– А точно умер? – засомневался Анисимов. – Хитрый человек и смерть подделает.
– Точно, – подтвердил сыщик. – Я, признаться, так же думал. Поэтому на всякий случай поехал на опознание. Князь мертв.
На этом совещание закончилось. Гости разошлись, а хозяин заперся в кабинете и выдул чуть не бутылку коньяка. В последние несколько дней он часто стал так делать. Наверное, слишком часто, и Ольга уже высказывала ему свое неудовольствие. Но Алексей Николаевич не мог иначе совладать с поселившимся внутри страхом. Его – и в тюрьму! Отнимут ордена. Переоденут в арестантский халат, обреют коротко и запечатают в камеру. Ужас, ужас, в это невозможно поверить, и смириться тоже невозможно. Но ход событий, кажется, неумолим. Как тут не напиться?
Потянулись тягостные дни. Чегодаев-Татарский по требованию сыщика устроил ему очные ставки с сидельцами сороковой камеры. Кайзеров и Дрига вели себя нагло и бесцеремонно. Тыкая пальцами в пока еще статского советника, они диктовали под запись свои лживые показания. Как несчастный Вовка Мохов, шатаясь и стеная, едва вошел в камеру. Как сполз на пол и они с трудом уложили его на кровать. Тот начал рассказывать о допросе, в подробностях описывал, каким зверским побоям подвергся он от кулаков бесчеловечного полицейского чиновника. Успел-де пояснить, что Лыков мстил за своего товарища, которого застрелили в Москве. Даже фамилию они запомнили: Форосков. А потом, уже за полночь, когда все уснули, Вовка стал хрипеть, посинел, начались судороги. Кончался, мол, несчастный человек от невыносимых мучений.
– А что же вы не позвали надзирателя? – спросил судебный следователь.
– Побоялись. Очень они не любят, когда их посреди сна будят.
– Так и дали помереть товарищу?
– Да какой он нам товарищ? Своя шкура дороже. Хотя фартовый был неплохой, да.
– А Лыков вас самих, вы говорили, прежде бил на допросах?
– Еще как, ваше высокоблагородие. Зверски. Мы потому и не удивились словам Вовки, что на своих боках испытали. Да он всех лупил, без нужды, а просто по врожденной своей злобе.
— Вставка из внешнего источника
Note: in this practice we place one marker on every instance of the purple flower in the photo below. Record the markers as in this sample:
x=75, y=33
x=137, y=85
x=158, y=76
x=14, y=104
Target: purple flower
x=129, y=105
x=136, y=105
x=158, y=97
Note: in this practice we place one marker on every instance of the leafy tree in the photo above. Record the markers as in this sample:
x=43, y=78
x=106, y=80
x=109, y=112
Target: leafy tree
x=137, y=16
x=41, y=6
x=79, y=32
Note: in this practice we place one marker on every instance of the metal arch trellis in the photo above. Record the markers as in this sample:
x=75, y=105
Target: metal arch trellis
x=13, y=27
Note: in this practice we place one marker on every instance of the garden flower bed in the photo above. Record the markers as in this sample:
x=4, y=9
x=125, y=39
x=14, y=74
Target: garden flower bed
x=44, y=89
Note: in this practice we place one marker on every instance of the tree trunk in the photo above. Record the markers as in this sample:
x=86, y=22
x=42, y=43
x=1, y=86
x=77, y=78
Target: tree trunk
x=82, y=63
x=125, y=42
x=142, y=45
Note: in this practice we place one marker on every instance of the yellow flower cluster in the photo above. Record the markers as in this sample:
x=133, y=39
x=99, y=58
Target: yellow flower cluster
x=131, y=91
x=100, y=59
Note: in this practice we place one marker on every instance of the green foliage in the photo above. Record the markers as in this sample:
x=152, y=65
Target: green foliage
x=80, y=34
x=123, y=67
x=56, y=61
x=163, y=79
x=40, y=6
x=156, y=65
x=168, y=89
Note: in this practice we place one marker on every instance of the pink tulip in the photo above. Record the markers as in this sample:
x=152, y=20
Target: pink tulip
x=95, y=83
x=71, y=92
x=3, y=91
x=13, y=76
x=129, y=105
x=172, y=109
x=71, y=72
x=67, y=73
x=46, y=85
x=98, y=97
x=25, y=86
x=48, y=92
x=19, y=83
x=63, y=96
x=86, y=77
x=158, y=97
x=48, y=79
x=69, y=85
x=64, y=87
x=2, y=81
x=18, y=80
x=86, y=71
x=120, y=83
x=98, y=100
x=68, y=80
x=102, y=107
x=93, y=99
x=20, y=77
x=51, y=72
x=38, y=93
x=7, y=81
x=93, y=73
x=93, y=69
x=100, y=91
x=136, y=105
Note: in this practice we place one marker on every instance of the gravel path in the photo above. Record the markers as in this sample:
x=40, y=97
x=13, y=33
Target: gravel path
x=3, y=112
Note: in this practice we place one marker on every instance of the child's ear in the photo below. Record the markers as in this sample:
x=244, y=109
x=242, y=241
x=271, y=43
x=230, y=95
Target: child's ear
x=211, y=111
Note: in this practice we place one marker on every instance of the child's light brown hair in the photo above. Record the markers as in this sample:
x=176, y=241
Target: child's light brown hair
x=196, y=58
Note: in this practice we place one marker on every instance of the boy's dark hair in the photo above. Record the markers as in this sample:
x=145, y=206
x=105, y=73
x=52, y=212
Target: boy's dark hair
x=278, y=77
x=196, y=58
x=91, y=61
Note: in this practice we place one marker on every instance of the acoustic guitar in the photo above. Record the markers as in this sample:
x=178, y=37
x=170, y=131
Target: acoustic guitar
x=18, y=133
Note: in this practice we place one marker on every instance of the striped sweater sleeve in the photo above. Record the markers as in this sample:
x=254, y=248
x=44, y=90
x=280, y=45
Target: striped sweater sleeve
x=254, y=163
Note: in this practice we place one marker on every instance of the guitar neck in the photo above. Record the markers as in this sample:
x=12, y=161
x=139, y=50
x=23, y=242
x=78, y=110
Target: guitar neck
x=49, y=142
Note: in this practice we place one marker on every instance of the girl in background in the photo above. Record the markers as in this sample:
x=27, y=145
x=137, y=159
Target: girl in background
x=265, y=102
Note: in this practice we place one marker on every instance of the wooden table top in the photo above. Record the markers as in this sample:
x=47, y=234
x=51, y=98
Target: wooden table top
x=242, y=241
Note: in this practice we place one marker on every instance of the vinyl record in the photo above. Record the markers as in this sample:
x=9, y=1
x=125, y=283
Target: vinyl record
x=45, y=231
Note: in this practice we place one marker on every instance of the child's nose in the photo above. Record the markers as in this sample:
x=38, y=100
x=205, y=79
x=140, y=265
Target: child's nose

Безнаказанность, вот и бьют…
Лыков ожидал подобного поведения и даже перенес этот фарс спокойно. Его больше интересовали трое других сокамерников. Комитет по спасению сыщика именно на них строил свой расчет.
Первым зашел Иван Трунтаев, налетчик по первому сроку. Он начал уныло гундосить то же, что минуту назад говорили гайменники. Слово в слово! Алексей Николаевич обратил на это внимание следователя, тот кивнул, и только. Сыщик сверлил арестанта взглядом, но Трунтаев смотрел в пол, не поднимая глаз на собеседника. На вид купеческий сын казался молодцом: крепкий, плечистый, русые волосы да голубые глаза. Мог бы стоять за отцовским прилавком и зашибать деньгу. А пошел в скоки. Удастся ли сломать такого, заставить изменить показания? Лыков решил, что удастся. Лука со Степкой убийцы, у них руки по локоть в вохре[43]. Трунтаев – простой грабитель, людей обирал, но без оружия.
Грабеж – это вам не разбой. Разбойник «напал на свою жертву открытой силой, с оружием в руках, или хотя бы и без оружия, но нападение сопровождалось или убийством, или увечьем, или такими угрозами, от которых происходила явная опасность». Так трактует закон. А грабеж хоть и является тем же «отнятием имущества с насилием и угрозами, но угрозы и само насильственное действие не представляли опасности ни для жизни, ни для здоровья потерпевшего». Оттого и сроки наказания так разнятся. За все виды разбоя полагается каторга, а за некоторые даже бессрочная. Грабителю же дают от четырех до шести лет исправительных арестантских отделений. Поэтому сломать, запугать скока значительно проще.